Senior Comprehensive Project: 

At the beginning of the academic year, students will be assigned a date for their presentations.

  1. Submission of Materials: Four weeks before the presentation,  students must digitally submit the following for review (students will receive a link to digitally submit their materials by February 15th). Student will receive written feedback on these files within one week of submission.
         a: Required analytic paper (produced in MUSC 490)
         b: Print ready liner notes including abstract: A 250 word abstract succinctly describing the portfolio impetus and theme must lead the liner notes. Students will write liner notes for each track with details about each piece, including the duration and credits to contributing instrumentalists and any collaborating songwriters/producers. For each piece include a brief description, explaining the production background and how choices in texture, instrumentation, arrangement and engineering reflect the themes underlying this collection of music. Use this document as a template. Students may also choose to write about the poetic themes if lyrics are included.
         c: A portfolio: Submit recorded music totaling 30-40 minutes in length. Each piece must have a title, and the audio files should be formatted to reflect those titles without unnecessary file extensions like “v2”, “finalMix”, etc. If the pieces are formatted as an album, the album itself also needs a title.
     
  2. Presentation: Students will give a final presentation, totalling 20-25 minutes in length, which selects the most exemplary music of their portfolio to demonstrate the breadth of their work to their faculty and colleagues. The presentation will be given using PowerPoint (or similar), outlining central themes of the student’s work, audio/visual examples, and a track-by-track analysis—drawn from the liner notes—as it relates to the core focus of the portfolio. The presentation must address production choices, outside influences, and relation to any current musical genres, styles, and traditions. Slide requirements may be found here.

    Finalized liner notes to share with the audience during the students’ presentation via QR code must be submitted to Noelle by email at least two weeks before the presentation date. You may redesign this format with approval from Noelle.
     
  3. Assessment: Recordings will be assessed to determine whether the student uses appropriate input levels, stereo imaging, and microphone technique.
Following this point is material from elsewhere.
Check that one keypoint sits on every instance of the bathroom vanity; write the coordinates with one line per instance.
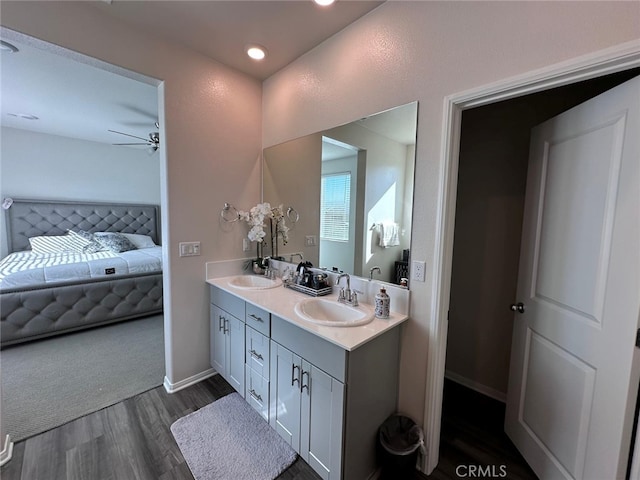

Audio files will also be assessed according to the commercial standards for mixing and mastering. A passing portfolio must have no weak signal and no clipping at the master or track levels. The loudness at the output stage should peak no higher than -0.1 dB on the master VU meter, and the average loudness should range between -14 and -9 LUFS in the louder moments. Some variations of this rule are allowed, depending on the customary standards of the musical genres covered in the portfolio.

    Each senior project component is graded Pass with Distinction (PD), Pass (P), or Fail (F). The portfolio is worth 60%, the presentation 10%, the comps paper 20%, and the liner notes 10%. Notwithstanding your comps paper counting for only 20% of your overall comps assessment, you must receive a PD or P on your comps paper in order to receive a PD or P as your final comps grade. In other words, you cannot pass your comps with a failing comps paper.